The repository contains the official implementation of "MeDiM", and it is still under development.

🏥 Introduction

We propose MeDiM, the first medical discrete diffusion model that learns shared distributions across different medical modalities without requiring modality-specific components. MeDiM unifies multiple generative tasks: it flexibly translates between images and text or jointly produces image–report pairs across domains in response to user prompts. It builds on a discrete diffusion framework that unifies vision and language representations by modeling their shared probabilistic distribution. To empower the diffusion process to support unified and versatile medical generation, we employ a multimodal large language model (MLLM) as the diffusion backbone, leveraging its rich prior knowledge and cross-modal reasoning abilities.
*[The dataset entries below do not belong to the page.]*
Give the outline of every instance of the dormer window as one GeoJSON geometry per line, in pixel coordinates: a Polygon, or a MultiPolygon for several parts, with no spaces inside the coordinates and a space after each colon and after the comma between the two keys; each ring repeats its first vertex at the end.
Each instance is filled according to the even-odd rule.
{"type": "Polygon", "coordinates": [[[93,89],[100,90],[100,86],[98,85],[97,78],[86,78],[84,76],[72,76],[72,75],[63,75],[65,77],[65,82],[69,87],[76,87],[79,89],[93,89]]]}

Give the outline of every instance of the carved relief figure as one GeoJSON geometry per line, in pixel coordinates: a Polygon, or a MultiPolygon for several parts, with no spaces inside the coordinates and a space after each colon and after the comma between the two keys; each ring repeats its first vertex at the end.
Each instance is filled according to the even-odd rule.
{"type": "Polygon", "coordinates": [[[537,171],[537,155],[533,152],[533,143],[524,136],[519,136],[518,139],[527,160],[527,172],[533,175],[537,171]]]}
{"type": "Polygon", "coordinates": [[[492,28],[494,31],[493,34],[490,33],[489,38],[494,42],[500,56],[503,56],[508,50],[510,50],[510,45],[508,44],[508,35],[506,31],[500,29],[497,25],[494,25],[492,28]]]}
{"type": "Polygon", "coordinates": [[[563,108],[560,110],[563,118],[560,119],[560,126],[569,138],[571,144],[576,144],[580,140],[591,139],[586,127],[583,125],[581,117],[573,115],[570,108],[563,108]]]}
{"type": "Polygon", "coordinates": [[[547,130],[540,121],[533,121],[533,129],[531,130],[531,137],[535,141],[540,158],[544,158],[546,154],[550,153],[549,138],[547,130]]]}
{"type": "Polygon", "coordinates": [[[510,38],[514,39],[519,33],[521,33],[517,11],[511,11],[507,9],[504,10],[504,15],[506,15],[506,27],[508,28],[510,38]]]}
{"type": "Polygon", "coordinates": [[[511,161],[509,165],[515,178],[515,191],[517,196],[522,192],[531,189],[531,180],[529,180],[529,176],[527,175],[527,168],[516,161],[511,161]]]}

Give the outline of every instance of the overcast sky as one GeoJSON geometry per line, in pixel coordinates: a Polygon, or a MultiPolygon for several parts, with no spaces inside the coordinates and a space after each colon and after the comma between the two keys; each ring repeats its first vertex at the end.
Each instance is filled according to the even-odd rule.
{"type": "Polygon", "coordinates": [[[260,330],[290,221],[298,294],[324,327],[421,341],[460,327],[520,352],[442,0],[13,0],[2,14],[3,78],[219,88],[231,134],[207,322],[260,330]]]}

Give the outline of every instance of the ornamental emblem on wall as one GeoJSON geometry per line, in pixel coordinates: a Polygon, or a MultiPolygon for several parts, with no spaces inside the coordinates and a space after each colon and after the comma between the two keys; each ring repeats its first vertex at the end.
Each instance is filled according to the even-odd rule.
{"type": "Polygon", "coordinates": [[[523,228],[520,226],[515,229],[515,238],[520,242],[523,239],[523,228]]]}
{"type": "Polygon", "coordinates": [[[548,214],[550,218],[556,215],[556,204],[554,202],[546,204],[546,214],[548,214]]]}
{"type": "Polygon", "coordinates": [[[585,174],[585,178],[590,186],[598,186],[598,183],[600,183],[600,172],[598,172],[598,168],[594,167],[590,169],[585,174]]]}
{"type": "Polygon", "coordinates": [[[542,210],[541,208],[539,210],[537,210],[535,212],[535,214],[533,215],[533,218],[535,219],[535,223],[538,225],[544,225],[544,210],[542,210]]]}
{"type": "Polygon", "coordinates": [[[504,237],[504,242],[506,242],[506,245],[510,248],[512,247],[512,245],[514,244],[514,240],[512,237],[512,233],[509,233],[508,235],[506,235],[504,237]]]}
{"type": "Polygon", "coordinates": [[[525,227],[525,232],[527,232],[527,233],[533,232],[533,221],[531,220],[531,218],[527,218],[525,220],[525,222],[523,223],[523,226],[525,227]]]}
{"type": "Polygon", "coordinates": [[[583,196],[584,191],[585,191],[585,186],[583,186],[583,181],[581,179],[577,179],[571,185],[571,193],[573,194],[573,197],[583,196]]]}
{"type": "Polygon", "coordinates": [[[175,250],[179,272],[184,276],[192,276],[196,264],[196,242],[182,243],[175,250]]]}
Because MLLMs are trained with causal (autoregressive) masking while diffusion denoising benefits from bidirectional context, MeDiM introduces two key designs: 1) removing the causal attention mask to enable a fully bidirectional information flow essential for mutual alignment, and 2) injecting continuous timestep embeddings to make the MLLM aware of the diffusion steps. Extensive experiments validate MeDiM as a unified foundation model capable of high-fidelity medical generation across various modalities, including medical image generation (16.60 FID on MIMIC-CXR; 24.19 FID on PathGen) and report generation (0.2650 METEOR on MIMIC-CXR; 0.2580 METEOR on PathGen). In addition, the jointly generated medical image-report pairs improve downstream task performance (+6.43 % BLEU-1, +18.57 % BLEU-2, +31.58 % BLEU-3, and +4.80 % METEOR in PathGen), enabling the use of multimodal inputs and the production of coherent, clinically grounded outputs.


🔥 News/TODO

🧑‍⚕️ Framework

Overview of the MeDiM architecture. The framework integrates an MLLM backbone within a discrete diffusion process for unified medical multimodal generation. During the forward process, data is tokenized and diffused over timesteps. The MLLM is then trained to reverse this process. Key architectural adaptations, including causal attention removal, timestep embeddings, and AdaLN, adapt the autoregressive MLLM for the bidirectional denoising required for unified medical generation.


Getting Started

Step1. To install the dependencies, run:

# create new anaconda env
conda create -n MedDiM python=3.10
conda activate MedDiM 

# install packages
pip install -r requirements.txt
pip install torch==2.7.0 torchvision==0.22.0 torchaudio==2.7.0 --index-url https://download.pytorch.org/whl/cu128

Step2. Prepare pretrain checkpoint, run:

# download VQVAE config and weight
cd ./models
wget -P chameleon/ https://huggingface.co/spaces/Junfeng5/Liquid_demo/resolve/main/chameleon/vqgan.ckpt 
wget -P chameleon/ https://huggingface.co/spaces/Junfeng5/Liquid_demo/resolve/main/chameleon/vqgan.yaml

# download Liquid 7B
huggingface-cli login
huggingface-cli snapshot download Junfeng5/Liquid_V1_7B --local-dir ./models/Liquid_V1_7B --local-dir-use-symlinks False

# download Llama-2-7b-hf
huggingface-cli login
huggingface-cli snapshot download NousResearch/Llama-2-7b-hf --local-dir ./models/Llama-2-7b-hf --local-dir-use-symlinks False

Step3. Fixing num_hidden_layers: 10 of config.json in ./models/Liquid_V1_7B.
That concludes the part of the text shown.